Arthur is not as bad as the critics make out. In fact, some of the criticisms I’ve read previously suggest a lot of the opinions are knee-jerk reactions to a remake of a ‘classic’. However, there are some genuine laughs to be had from our drunk protagonist stumbling between the moon and New York City. I know it’s crazy, but it’s true. (See what I did there…)
The best scenes seem to be those where Russell Brand, who plays the titular Arthur, has been allowed to run away with the script and, as a result, breathe life into Arthur. His mistrusting rant at a docile horse and his childlike reaction to being involved in a police chase stick out as being examples of how Brand can confidently play innocent and friendly. The problem is that these scenes of Arthur the man-child are bookended with scenes of Arthur the sleazy Lothario. All men are created with two sides to their personality, but the extremes shown here suggest that Arthur could be more schizophrenic than alcoholic. One minute driving around in the Batmobile; the next, talking about how he likes his women flexible. It just doesn’t work.

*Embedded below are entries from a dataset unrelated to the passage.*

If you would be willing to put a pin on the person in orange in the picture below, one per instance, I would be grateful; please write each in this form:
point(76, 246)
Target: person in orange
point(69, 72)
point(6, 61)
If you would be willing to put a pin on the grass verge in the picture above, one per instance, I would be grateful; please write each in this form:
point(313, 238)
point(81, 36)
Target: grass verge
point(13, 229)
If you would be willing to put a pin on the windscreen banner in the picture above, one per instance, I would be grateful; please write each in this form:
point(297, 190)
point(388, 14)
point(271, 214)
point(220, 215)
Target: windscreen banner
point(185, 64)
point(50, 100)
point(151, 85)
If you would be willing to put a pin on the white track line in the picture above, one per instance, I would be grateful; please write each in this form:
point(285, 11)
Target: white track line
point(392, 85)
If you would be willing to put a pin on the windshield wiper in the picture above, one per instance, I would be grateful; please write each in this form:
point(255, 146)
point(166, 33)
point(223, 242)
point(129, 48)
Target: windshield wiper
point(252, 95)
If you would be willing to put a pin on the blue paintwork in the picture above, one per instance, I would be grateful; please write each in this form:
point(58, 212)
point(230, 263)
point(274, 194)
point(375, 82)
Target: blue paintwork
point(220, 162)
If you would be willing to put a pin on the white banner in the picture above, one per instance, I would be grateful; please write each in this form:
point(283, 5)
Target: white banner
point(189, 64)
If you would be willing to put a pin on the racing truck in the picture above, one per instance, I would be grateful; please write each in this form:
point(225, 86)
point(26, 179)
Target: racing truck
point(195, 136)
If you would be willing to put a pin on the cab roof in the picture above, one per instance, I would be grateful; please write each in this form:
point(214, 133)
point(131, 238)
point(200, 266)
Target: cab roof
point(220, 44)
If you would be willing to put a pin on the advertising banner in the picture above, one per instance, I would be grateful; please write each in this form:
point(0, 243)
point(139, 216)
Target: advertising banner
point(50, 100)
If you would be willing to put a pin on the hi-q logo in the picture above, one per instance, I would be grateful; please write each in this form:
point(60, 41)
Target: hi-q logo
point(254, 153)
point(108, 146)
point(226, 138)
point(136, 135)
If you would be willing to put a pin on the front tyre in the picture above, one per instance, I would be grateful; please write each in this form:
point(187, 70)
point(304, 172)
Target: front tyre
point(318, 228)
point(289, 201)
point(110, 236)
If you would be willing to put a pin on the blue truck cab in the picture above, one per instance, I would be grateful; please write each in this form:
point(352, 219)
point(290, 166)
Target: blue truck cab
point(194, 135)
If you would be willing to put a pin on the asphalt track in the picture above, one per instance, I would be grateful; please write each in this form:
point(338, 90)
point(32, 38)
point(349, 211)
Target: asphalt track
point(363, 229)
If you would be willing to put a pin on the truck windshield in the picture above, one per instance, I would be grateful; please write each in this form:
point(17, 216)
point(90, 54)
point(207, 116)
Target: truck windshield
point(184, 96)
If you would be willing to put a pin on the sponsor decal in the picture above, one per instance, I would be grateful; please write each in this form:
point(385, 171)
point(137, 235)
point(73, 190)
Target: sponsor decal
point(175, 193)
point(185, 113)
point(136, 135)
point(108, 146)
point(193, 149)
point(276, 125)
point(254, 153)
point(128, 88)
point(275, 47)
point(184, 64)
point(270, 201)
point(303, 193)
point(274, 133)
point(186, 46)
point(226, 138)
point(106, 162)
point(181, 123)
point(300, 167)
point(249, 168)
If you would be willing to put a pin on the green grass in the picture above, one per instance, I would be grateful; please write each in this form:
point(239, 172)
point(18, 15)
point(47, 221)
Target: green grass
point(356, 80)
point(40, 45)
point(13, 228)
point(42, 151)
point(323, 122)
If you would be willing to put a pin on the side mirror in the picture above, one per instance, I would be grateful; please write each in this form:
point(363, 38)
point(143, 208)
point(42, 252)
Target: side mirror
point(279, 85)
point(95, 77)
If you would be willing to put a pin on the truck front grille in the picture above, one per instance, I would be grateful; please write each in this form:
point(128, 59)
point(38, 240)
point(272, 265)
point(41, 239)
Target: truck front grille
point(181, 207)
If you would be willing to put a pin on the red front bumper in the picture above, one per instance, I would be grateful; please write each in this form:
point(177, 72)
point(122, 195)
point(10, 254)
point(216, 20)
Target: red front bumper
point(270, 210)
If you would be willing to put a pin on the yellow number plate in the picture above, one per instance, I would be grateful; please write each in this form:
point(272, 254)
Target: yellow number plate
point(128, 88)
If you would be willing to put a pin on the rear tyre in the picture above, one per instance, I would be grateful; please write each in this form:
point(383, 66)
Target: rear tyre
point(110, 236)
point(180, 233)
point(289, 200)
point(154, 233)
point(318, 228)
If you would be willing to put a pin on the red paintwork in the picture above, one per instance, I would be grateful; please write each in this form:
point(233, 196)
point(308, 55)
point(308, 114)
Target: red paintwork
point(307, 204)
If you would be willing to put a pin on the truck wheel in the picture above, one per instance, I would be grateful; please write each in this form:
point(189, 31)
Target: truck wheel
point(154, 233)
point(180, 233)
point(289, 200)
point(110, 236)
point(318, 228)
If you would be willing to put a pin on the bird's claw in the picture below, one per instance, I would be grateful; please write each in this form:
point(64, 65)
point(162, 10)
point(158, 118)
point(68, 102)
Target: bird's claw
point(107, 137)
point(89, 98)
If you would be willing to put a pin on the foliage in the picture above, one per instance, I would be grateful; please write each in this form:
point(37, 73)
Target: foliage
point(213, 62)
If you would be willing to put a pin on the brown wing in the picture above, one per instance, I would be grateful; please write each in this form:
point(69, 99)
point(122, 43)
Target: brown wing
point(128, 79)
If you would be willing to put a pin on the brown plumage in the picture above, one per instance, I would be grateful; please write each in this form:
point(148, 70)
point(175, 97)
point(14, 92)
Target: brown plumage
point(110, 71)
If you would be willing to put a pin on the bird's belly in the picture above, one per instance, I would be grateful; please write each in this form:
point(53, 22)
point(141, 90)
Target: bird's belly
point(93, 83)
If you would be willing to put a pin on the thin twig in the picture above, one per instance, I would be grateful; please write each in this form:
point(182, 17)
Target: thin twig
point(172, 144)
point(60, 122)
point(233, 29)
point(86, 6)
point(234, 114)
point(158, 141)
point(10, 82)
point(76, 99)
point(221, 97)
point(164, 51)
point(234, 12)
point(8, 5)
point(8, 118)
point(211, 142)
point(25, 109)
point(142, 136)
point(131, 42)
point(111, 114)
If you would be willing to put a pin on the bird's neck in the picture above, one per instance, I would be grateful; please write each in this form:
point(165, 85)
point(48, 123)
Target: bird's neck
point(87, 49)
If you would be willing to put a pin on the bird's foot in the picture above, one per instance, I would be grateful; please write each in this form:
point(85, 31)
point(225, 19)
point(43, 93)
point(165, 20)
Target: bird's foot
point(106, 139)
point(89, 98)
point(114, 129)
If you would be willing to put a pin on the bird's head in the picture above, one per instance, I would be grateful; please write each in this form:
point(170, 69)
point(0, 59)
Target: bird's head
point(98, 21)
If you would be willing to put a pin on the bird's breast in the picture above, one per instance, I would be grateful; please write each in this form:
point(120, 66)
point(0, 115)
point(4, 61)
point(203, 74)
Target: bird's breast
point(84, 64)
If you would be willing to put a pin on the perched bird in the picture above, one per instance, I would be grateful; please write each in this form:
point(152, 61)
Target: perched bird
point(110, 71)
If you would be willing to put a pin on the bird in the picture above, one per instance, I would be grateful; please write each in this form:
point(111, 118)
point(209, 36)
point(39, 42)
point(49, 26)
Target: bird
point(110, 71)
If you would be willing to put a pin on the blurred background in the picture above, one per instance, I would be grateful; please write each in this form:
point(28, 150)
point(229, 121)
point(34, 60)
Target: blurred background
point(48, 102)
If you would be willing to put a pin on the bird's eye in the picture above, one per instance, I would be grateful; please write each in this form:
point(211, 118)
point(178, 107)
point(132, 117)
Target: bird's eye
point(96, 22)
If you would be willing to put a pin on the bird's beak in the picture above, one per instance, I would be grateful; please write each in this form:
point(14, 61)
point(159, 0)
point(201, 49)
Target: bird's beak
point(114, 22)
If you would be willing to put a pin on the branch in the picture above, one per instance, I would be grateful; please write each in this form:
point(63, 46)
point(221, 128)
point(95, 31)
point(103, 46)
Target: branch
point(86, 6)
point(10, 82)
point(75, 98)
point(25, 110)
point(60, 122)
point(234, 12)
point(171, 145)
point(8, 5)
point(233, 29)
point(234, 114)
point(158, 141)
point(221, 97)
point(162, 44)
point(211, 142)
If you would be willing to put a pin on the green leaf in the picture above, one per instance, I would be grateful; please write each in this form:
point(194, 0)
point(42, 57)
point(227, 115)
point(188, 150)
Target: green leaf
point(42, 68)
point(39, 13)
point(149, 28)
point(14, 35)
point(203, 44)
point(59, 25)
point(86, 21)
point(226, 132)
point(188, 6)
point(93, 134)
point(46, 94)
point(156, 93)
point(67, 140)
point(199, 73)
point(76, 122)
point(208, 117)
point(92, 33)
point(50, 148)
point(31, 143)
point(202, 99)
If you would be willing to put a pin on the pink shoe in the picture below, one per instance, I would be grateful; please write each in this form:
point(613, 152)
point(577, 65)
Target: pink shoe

The inconsistency in Arthur’s character isn’t just found there. We are constantly reminded by others in the film that Arthur is a borderline genius and yet this is the man who has never seen spaghetti hoops and doesn’t understand how to hail a taxi or what email is. If he’s so intelligent, how come modern life seems to have passed him by.
The biggest problem with Arthur is how quickly it runs out of steam after the first act is over. Nothing happens for a very long time and no amount of Brand falling over furniture or gurning changes that fact. A sub-plot involving him sobering up whilst he looks after a sick Helen Mirren is all very well and natural in a film about alcohol, but it adds nothing to anything. When it’s all over you realise your mind has drifted and you’re counting the tiles on the ceiling.
I repeat, Arthur is not a bad film, but it’s not as zany and comedic as it wants to be.